Searching Content

2021-06-17

A powerful DFIR technique is searching bulk data for patterns. Some examples include:

  • Searching for CC data in process memory
  • Searching for URLs in process memory
  • Searching binaries for malware signatures
  • Searching registry for patterns

Bulk searching helps to identify evidence without needing to parse file formats

YARA - The swiss army knife

YARA is a powerful keyword scanner that allows to search unstructured binary data based on user provided rules. YARA is optimized to scan for many rules simultaneously, making is an excellent choice for detecting suspicious binaries using common patterns.

Velociraptor supports YARA scanning of bulk data (via accessors) and memory using the yara() and proc_yara() plugins.

An example of a YARA rule is shown below.

rule X {
   strings:
       $a = “hello” nocase
       $b = “Goodbye” wide
       $c = /[a-z]{5,10}[0-9]/i

   condition:
       $a and ($b or $c)
}

The rule consists of a strings section and a condition section. Strings represent a set of keywords which might include ASCII or UTF16 encoded strings, as well as regular expressions. You can refer to the Yara rules reference page to learn about how to construct rules.

The yara() VQL plugin can accept an optional accessor parameter. If the accessor is specified, the plugin will read chunks of data from the accessor and apply the YARA rules on the string in memory. This allows you to apply YARA rules on any data that is available via an accessor including raw strings (using the data accessor), registry values (using the registry accessor) or NTFS parsed data (using the ntfs accessor) for example.

While this is convenient, it means that rules that examine the entire file will not work as expected. For example, the YARA pe module looks at the PE header, but when the file is read in chunks, only the first chunk contains the PE header. Similarly YARA rules that contain an expression checking a file offset will not work because the rules are applied to buffers in memory.

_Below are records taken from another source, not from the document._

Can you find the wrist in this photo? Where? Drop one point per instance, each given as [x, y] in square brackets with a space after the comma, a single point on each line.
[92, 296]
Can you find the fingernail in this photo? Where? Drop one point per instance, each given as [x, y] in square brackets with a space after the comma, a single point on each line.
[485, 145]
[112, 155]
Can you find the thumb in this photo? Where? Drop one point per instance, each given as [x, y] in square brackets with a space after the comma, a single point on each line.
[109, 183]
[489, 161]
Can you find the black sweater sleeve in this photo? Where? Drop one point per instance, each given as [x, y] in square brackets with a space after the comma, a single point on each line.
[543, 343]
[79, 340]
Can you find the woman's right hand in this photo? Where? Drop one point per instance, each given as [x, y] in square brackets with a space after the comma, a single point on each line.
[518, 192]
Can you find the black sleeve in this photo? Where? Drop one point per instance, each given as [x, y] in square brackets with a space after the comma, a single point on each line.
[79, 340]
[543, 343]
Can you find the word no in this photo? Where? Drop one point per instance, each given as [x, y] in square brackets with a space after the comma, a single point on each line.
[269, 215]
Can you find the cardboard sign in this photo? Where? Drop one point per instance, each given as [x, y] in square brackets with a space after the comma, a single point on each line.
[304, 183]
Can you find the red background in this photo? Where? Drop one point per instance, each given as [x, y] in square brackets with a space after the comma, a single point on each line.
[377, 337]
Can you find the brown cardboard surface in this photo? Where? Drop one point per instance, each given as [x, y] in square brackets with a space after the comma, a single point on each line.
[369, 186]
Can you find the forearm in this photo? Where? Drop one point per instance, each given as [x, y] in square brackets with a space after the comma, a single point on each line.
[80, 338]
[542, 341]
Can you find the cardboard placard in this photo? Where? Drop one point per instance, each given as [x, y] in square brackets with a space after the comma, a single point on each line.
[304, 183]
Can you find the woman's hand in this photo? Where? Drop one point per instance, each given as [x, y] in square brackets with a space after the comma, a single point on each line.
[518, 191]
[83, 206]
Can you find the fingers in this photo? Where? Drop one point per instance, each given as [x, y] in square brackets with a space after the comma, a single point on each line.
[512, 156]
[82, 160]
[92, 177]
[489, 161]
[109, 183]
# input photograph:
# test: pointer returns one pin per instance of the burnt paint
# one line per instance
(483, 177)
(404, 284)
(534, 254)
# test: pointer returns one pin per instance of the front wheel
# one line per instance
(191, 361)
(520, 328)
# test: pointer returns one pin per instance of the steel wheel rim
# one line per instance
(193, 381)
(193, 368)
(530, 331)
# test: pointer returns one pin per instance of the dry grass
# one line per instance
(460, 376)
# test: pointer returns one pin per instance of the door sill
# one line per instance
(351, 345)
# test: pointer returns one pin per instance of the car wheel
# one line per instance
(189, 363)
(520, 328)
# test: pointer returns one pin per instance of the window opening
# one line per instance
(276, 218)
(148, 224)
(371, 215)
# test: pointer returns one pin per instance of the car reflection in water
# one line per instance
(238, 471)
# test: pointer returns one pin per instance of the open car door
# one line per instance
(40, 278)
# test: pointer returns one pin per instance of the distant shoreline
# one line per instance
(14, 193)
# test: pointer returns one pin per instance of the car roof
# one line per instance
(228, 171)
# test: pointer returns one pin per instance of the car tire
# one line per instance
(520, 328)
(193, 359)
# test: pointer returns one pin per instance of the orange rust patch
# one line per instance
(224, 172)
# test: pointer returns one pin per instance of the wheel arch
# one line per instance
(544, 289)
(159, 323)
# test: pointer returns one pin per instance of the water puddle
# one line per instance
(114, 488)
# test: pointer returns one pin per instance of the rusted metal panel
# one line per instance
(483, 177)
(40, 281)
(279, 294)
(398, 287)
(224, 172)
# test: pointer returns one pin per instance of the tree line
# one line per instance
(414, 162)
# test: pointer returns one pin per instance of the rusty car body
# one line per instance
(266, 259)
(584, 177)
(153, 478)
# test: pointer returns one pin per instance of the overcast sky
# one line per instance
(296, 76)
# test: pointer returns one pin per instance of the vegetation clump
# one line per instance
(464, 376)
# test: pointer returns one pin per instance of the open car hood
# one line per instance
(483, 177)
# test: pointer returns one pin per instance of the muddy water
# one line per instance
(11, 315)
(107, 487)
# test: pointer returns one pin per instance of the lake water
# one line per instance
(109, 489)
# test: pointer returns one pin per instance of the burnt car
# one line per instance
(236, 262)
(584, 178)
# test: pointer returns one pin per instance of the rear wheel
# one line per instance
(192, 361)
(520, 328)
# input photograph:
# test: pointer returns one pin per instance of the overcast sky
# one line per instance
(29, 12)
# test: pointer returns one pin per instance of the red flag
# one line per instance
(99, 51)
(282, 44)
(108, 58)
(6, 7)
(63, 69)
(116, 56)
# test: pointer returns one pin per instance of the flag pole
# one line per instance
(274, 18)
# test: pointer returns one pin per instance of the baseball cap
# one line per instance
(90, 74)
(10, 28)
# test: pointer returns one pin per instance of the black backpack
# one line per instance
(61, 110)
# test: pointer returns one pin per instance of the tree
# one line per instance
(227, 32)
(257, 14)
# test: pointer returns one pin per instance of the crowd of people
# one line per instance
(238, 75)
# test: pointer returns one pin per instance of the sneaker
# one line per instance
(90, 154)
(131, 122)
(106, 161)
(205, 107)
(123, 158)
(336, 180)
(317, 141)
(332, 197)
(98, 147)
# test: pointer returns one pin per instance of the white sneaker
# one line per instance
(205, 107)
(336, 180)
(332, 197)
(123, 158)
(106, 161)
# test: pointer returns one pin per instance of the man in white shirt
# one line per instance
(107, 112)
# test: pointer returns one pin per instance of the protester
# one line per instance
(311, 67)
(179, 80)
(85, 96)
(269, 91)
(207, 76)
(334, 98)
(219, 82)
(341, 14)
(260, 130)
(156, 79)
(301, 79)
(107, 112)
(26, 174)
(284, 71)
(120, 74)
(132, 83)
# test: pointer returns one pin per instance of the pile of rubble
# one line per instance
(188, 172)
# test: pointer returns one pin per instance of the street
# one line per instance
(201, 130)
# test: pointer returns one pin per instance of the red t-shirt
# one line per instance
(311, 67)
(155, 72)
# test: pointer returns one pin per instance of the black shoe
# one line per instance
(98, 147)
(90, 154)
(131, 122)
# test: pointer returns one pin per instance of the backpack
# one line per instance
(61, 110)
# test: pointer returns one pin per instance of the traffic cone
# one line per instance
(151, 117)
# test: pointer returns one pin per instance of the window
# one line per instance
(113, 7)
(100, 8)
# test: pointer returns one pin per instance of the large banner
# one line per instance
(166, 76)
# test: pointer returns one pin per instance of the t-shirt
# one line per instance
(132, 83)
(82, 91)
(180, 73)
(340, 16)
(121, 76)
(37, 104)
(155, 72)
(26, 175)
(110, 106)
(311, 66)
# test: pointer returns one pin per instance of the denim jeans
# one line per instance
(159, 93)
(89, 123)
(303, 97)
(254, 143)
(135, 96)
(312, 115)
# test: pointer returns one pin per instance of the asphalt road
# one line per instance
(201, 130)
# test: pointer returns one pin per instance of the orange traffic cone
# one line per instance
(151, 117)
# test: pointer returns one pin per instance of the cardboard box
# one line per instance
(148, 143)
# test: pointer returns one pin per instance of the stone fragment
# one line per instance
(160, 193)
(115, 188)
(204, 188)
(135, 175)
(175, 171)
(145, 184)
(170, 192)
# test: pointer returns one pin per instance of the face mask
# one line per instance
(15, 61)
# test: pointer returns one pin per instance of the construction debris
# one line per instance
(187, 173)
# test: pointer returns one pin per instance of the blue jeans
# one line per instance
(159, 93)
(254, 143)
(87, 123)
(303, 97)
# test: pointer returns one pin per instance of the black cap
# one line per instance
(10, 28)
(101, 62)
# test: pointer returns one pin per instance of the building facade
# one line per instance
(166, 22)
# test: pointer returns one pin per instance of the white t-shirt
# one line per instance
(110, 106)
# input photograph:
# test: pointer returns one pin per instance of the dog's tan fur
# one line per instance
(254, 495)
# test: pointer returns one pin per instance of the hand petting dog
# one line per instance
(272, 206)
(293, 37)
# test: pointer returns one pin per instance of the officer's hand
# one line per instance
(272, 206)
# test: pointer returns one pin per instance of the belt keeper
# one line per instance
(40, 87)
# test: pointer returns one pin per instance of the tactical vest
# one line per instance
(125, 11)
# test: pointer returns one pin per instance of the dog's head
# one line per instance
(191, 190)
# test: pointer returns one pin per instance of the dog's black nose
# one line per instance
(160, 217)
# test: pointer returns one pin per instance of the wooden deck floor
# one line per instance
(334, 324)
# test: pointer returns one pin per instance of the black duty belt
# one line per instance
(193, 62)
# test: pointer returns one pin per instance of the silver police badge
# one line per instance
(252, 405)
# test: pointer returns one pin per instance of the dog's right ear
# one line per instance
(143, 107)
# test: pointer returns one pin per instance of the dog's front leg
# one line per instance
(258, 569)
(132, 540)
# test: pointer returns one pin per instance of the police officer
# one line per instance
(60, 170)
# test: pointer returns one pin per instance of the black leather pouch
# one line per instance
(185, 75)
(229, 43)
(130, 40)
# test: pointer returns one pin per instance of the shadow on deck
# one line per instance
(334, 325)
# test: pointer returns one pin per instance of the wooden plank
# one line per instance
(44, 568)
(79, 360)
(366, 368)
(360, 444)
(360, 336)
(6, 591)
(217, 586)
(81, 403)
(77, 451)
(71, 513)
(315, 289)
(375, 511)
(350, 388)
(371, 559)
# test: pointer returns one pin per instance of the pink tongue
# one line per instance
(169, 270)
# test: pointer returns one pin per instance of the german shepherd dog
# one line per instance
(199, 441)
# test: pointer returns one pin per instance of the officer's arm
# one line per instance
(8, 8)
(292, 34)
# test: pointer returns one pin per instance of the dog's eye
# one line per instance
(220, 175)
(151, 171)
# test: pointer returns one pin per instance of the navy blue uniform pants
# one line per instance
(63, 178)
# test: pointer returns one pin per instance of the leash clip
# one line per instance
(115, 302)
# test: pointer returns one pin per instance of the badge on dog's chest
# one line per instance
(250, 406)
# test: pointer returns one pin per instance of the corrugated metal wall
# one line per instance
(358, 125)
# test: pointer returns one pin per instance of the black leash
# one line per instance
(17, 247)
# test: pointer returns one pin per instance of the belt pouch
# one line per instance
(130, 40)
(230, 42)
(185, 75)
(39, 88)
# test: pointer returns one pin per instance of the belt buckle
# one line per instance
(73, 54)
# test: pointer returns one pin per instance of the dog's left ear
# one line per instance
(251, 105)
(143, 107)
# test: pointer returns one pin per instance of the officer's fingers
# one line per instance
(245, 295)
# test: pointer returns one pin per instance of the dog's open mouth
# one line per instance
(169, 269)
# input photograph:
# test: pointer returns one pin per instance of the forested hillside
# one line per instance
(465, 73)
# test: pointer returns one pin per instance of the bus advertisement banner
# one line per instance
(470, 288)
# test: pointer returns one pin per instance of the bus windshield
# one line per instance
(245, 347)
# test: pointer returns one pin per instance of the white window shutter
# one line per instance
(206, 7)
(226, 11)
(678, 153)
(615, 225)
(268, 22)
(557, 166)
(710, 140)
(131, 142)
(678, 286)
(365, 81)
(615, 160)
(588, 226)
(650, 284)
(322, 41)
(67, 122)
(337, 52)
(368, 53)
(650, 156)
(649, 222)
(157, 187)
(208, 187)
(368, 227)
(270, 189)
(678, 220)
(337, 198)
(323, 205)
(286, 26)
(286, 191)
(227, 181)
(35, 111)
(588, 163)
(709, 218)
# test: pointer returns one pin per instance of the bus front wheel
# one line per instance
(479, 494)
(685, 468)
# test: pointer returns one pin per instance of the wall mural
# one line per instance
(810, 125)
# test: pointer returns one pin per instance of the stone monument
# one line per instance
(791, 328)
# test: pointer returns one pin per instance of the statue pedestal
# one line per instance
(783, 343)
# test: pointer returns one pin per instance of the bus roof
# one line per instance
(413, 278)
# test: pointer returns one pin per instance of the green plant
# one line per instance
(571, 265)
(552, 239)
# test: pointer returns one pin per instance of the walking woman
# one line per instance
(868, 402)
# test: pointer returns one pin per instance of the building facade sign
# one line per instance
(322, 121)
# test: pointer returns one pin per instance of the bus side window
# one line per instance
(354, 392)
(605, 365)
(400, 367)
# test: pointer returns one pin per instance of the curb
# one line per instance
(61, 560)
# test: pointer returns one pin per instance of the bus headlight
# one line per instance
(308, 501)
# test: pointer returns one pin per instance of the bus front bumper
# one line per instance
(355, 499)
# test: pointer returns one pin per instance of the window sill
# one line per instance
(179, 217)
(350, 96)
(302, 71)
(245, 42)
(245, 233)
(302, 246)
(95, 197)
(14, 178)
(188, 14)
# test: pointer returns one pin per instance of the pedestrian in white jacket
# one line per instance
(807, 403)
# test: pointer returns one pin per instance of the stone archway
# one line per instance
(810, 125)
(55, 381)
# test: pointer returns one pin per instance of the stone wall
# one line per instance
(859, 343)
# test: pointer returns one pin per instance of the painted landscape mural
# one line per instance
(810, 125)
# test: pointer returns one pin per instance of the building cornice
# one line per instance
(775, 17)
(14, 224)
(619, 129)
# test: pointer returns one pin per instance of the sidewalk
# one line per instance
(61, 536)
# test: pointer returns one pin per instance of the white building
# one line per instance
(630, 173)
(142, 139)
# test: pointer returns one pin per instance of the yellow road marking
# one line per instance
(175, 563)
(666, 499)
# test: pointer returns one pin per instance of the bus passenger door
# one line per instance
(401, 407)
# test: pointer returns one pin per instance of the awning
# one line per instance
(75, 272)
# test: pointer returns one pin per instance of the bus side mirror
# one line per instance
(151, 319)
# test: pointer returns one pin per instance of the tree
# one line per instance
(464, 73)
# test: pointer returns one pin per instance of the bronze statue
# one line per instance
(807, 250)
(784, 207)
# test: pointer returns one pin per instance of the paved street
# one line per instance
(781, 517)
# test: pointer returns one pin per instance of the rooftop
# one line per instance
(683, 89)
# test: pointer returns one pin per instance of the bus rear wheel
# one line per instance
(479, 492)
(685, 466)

When an accessor is not specified, the yara() plugin assumes the filename refers to a filesystem path, and simply allows the YARA library to scan the file as is. The YARA library uses mmap() to map the entire file into memory and can therefore optimize the scan across the entire file.

It is therefore much faster to not specify an accessor to the yara() plugin if you just need to scan files on disk.

Example: drive by download

You suspect a user was compromised by a drive by download (i.e. they clicked and downloaded malware delivered by mail, ads etc).

You think the user used the Edge browser but for this example, assume you have no idea of the internal structure of the browser cache/history etc. Write an artifact to extract potential URLs from the Edge browser directory.

LET YaraRule = '''
rule URL {
  strings: $a = /https?:\\/\\/[a-z0-9\\/+&#:\\?.-]+/i
  condition: any of them
}
'''

SELECT * FROM foreach(
row={
   SELECT FullPath FROM glob(globs='''C:\Users\*\AppData\Local\Microsoft\Edge\**''')
}, query={
   SELECT str(str=Strings.Data) AS Hit,
          String.Offset AS Offset,
          FileName
   FROM yara(files=FullPath, rules=YaraRule)
})

URL scanning
URL scanning

YARA best practice

You can get yara rules from many sources (threat intel, blog posts etc) or you can write your own. Rules may be very specific, in which case a hit may represent a valuable signal. If the YARA rule is too loose, the likelihood of a false positive increases, and further postprocessing will be required to verify the hits.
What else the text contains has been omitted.